Он бросает на меня взгляд, который ясно говорит мне, что он не верит ни единому моему слову.
Черт, даже я не верю ни единому своему слову.
Это мой последний утренний виток тропы. Мы взбираемся на последний подъем, и вскоре я вижу неровную крышу хижины.
Поднимаюсь немного выше, и я вижу, что входная дверь открыта.
Это неправильно.
Я на тысячу процентов уверен, что закрыл ее перед уходом.

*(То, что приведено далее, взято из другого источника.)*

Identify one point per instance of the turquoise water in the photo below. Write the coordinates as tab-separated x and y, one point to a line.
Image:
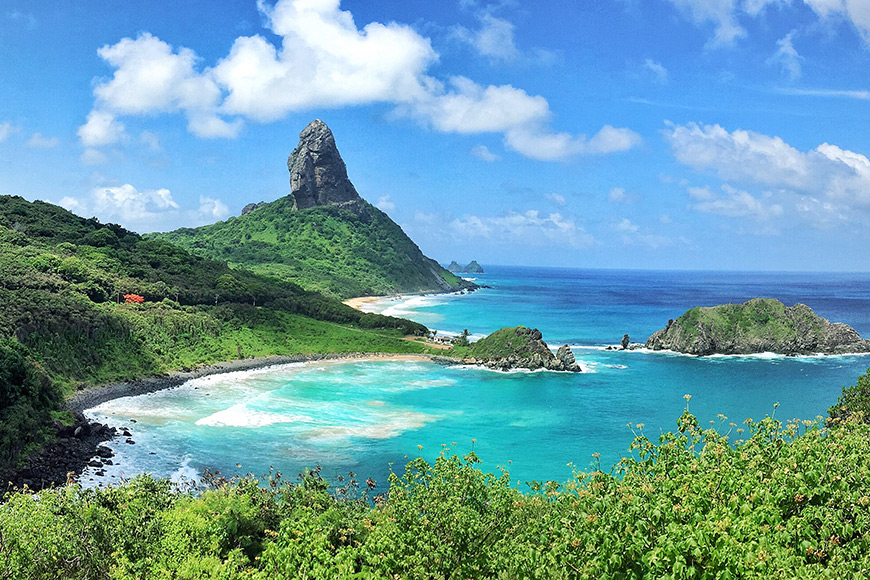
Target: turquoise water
363	417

— Черт, — рычу я себе под нос.
Я обхожу сарай и беру пистолет. Затем возвращаюсь к парадному входу и осторожно, медленно поднимаюсь по ступенькам.
Я вытягиваю шею, чтобы заглянуть в дом через полуоткрытую дверь. Я ожидаю, что Лобо вернется в поисках мести, на которую у него вчера не хватило мужества.
И тут я слышу певучий голос, от которого у меня сводит живот.
Прежде чем я успеваю среагировать, дворняжка вбегает в дверь, виляя хвостом. Я вздыхаю с отвращением и следую за ним внутрь, пистолет болтается у меня на бедре.